Bayes-Dependent Universal Rates

Updated 30 June 2025

Bayes-dependent universal rates are distribution-adaptive learning rates that define the fastest excess risk decay achievable by ERM in agnostic binary classification.
They are characterized by a trichotomy—exponential, super-root, and arbitrarily slow rates—based on the presence of centered eluder and VC-eluder sequences near the Bayes-optimal classifier.
This framework highlights that local combinatorial complexity, rather than global VC-dimension, determines practical learning curves, informing better model selection and regularization strategies.

Bayes-dependent universal rates are precise, distribution-adaptive learning rates that describe the fastest possible decay of excess error achieved by empirical risk minimization (ERM) in the agnostic binary classification setting, contingent on the combinatorial structure of the hypothesis class relative to a given Bayes-optimal classifier. These rates sharpen the conventional uniform (worst-case) rates by linking attainable sample complexity to the local complexity of the class at the Bayes rule, offering a fine-grained, instance-specific description of learning curves beyond classical PAC learning.

1. Trichotomy of Agnostic Universal Rates

In the agnostic setting, where the labeling function may not belong to the class and the Bayes-optimal classifier minimizes risk under the arbitrary true distribution, the paper establishes that the universal learning curve of ERM—measured as excess risk—must take one of only three possible forms for any fixed distribution and target (Bayes-optimal) classifier ([Theorem 3]):

Exponential rate $e^{-n}$ : Rapid, parametric convergence.
Super-root rate $o(n^{-1/2})$ : Any rate strictly faster than $1/\sqrt{n}$ , but not necessarily $1/n$.
Arbitrarily slow rates: The excess risk can decay more slowly than any prescribed function tending to zero.

This trichotomy is both necessary and sufficient: for every concept class, and for every Bayes-optimal classifier $h$ , there is a uniquely determined rate from this list that characterizes the fastest possible decay of ERM’s excess risk under any distribution for which $h$ is Bayes-optimal.

2. Combinatorial Characterization via Centered Sequences

Which rate occurs in a given scenario is determined by two relative combinatorial dimensions, defined centered at the Bayes-optimal classifier $h$ :

Eluder sequence centered at $h$ : An infinite sequence of domain points labeled by $h$ , where, for each $k$ , there is a function in the class that matches $h$ on previous points but disagrees at $k$ .
VC-eluder sequence centered at $h$ : An infinite star-eluder sequence with additional VC-type shattering properties in the version space after seeing previous data.

The agnostic Bayes-dependent ERM rate falls into one of the following cases ([Theorem 3]):

Rate	Condition on $H$ w.r.t. $h$ (centered at Bayes-optimal)
$e^{-n}$	No infinite eluder sequence centered at $h$
$o(n^{-1/2})$	Infinite eluder but no infinite VC-eluder sequence at $h$
Arbitrarily slow	Infinite VC-eluder sequence centered at $h$

This granular, target-centered complexity distinguishes Bayes-dependent rates from classical ones, which depend only on the global structure of $H$ .

3. Relationship to Uniform and Universal Learning Rates

Uniform PAC learning theory yields general sample complexity bounds based on global VC dimension, with rates at best $O(n^{-1/2})$ in the agnostic case for general infinite classes.
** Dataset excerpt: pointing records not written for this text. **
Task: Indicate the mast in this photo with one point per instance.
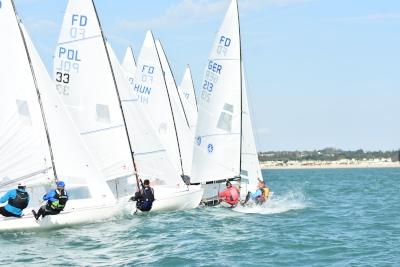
(37, 92)
(119, 99)
(241, 93)
(170, 105)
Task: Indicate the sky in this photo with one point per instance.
(319, 73)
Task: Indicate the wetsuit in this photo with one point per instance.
(18, 199)
(56, 201)
(231, 195)
(144, 200)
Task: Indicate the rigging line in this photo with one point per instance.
(194, 89)
(119, 98)
(176, 87)
(37, 91)
(44, 171)
(77, 40)
(241, 93)
(172, 111)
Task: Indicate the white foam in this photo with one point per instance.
(276, 204)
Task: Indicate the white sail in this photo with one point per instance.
(24, 148)
(83, 78)
(250, 168)
(150, 90)
(188, 97)
(73, 163)
(129, 62)
(184, 133)
(150, 155)
(218, 135)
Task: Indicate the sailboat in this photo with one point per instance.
(39, 143)
(154, 116)
(224, 144)
(188, 96)
(95, 87)
(86, 83)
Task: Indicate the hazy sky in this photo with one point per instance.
(320, 73)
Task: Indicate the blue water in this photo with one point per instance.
(348, 217)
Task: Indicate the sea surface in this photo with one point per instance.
(327, 217)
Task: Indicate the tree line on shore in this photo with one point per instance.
(328, 154)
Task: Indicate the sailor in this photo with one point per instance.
(18, 199)
(145, 197)
(56, 200)
(231, 194)
(261, 194)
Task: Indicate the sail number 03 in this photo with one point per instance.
(62, 77)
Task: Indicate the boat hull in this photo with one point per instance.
(174, 199)
(76, 212)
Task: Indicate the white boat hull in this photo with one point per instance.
(76, 212)
(169, 198)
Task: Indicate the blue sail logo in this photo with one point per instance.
(210, 148)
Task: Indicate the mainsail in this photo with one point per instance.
(35, 106)
(217, 149)
(86, 84)
(150, 155)
(150, 90)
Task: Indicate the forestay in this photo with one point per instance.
(84, 80)
(250, 164)
(217, 149)
(184, 133)
(188, 97)
(150, 155)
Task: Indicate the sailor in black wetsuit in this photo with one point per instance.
(17, 200)
(56, 200)
(145, 197)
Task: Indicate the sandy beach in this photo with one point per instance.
(327, 165)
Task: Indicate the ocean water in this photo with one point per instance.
(337, 217)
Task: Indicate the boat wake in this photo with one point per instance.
(277, 204)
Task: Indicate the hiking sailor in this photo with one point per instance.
(18, 199)
(261, 194)
(56, 200)
(144, 198)
(231, 194)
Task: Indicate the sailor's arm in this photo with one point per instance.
(6, 197)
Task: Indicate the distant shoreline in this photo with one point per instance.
(328, 165)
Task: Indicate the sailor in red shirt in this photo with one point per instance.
(231, 195)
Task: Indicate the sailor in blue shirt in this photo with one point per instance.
(18, 199)
(56, 200)
(261, 194)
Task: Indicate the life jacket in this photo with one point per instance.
(148, 194)
(62, 199)
(232, 196)
(20, 201)
(145, 203)
(264, 195)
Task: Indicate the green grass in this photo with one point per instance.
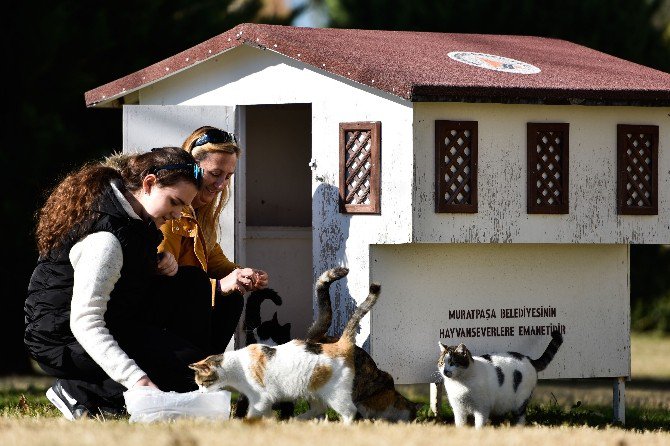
(32, 402)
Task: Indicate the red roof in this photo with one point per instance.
(416, 66)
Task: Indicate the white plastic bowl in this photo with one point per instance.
(147, 404)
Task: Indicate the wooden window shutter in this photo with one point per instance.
(548, 168)
(455, 166)
(360, 167)
(637, 167)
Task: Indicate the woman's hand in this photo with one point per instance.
(167, 264)
(260, 279)
(242, 280)
(145, 382)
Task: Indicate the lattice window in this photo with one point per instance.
(548, 168)
(456, 166)
(360, 167)
(637, 166)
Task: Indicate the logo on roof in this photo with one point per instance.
(493, 62)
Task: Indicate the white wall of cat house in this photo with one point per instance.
(247, 76)
(501, 279)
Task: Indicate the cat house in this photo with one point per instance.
(491, 184)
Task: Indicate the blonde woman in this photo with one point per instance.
(193, 240)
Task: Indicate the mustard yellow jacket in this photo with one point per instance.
(184, 239)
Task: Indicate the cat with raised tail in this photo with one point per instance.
(374, 392)
(320, 373)
(494, 384)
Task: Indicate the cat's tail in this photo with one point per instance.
(543, 361)
(349, 333)
(324, 315)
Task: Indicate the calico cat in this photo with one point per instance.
(270, 333)
(493, 384)
(374, 392)
(322, 374)
(264, 332)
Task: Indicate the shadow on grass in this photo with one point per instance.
(30, 401)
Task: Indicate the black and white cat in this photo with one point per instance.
(321, 373)
(257, 331)
(494, 384)
(270, 333)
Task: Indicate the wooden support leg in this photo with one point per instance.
(619, 401)
(436, 392)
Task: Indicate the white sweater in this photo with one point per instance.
(97, 260)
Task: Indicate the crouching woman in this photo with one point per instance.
(92, 321)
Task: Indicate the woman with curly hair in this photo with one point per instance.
(92, 314)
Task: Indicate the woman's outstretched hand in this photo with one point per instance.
(243, 280)
(145, 382)
(167, 264)
(260, 279)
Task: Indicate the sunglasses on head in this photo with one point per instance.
(197, 170)
(215, 136)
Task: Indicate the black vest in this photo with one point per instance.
(47, 307)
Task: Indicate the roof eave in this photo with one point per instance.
(646, 98)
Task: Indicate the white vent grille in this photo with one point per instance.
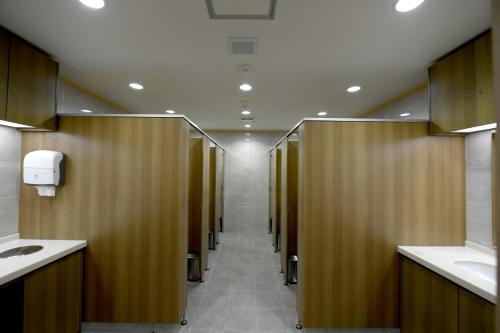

Bayes-dependent universal rates can be much faster for specific distributions: whenever the class is “simple” locally around the Bayes-optimal classifier, ERM can achieve exponential rates, irrespective of high global complexity.

The table below highlights the relationship:

Category	Uniform Rate (PAC)	Bayes-Dependent Universal Rate
Finite classes	$e^{-n}$	$e^{-n}$
Infinite VC	$O(n^{-1/2})$	$o(n^{-1/2})$ or arbitrarily slow (depends on $h$ )
Localized structure	$O(n^{-1/2})$	$e^{-n}$ (if no centered eluder seq.)

A plausible implication is that conventional learning theory may be substantially pessimistic for “well-behaved” distributions or target functions.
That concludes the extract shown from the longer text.